Seg DE-EN Seg FR-EN Seg FR-DE dev MAREC 993 993 993 test MAREC 1,008 1,008 1,008 test EPO 847 858 831
BLEU [3] is the de facto metric used in most machine translation evaluation. We plan to use it together with other lexical metrics such as WER or NIST in the development process of the statistical and hybrid systems. Lexical metrics have the advantage of being language-independent, since most of them are based on n-gram matching. However, they are not able to catch all the aspects of a language and they have been shown not to always correlate well with human judgments. So, whenever it is possible, it is a good practice to include syntactic and/or semantic metrics as well. The Asiya package provides tools for (S)MT translation quality evaluation. For a few languages, it provides metrics to do this deep analysis. At the moment, the package supports English and Spanish, but other languages are planed to be included soon. We will use Asiya for our evaluation on the supported language pairs.
Final translations will be also manually evaluated. This is the most realiable way to quantify the quality of a translation since automatic metrics cannot capture all the aspects that a human evaluator takes into account as said in the previous section.

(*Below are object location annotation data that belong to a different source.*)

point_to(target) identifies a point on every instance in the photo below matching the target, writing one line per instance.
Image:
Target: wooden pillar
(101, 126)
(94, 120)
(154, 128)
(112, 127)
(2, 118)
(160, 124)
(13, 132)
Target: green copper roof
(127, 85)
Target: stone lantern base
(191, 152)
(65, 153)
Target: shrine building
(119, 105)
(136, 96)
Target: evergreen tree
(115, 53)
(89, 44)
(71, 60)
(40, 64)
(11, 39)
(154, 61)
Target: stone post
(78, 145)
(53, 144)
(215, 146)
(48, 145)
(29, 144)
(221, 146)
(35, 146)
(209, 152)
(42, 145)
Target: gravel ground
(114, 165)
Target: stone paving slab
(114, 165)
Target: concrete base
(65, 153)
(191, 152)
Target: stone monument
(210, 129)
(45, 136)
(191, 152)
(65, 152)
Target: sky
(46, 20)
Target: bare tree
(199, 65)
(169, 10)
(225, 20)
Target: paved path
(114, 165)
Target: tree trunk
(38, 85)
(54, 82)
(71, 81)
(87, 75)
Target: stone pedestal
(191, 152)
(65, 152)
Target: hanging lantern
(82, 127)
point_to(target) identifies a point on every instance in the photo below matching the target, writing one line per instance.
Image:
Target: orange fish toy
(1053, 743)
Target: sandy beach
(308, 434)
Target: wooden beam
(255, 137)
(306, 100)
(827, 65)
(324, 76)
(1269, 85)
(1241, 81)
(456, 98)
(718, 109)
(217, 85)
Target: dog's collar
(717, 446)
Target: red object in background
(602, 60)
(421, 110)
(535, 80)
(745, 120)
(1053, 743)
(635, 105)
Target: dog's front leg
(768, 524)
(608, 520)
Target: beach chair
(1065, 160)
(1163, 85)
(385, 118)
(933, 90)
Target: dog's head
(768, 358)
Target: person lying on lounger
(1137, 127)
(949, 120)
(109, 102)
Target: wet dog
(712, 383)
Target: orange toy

We now propose to follow the ranking for evaluation that is used in patent offices such as EPO. It can be applied to sentences but also to full patents. So, automatic metrics will also be adpated to deal with full patent evaluation and see how they correlate. This way we will be able to perform a deep study.
Quality level: Ranking for human evaluation
The translation is understandable and actionable, with all critical information accurately transferred. Most of the text is well written using a language consistent with patent literature.
The translation is understandable and actionable, with all most critical information accurately transferred. Some text is well written using a language consistent with patent literature.
The translation is not entirely understandable and actionable, with some critical information accurately transferred. The text is of the text is well written using a language consistent with patent literature.
Possibly understandable and actionable (given enough context and/or time to work it out), with some information stylistically or grammatically odd, but the language may still reflect a sound content to a patent professional. Most of the text written using a language consistent with patent literature.
Absolutely not comprehensible and/or little or no information is transferred accurately.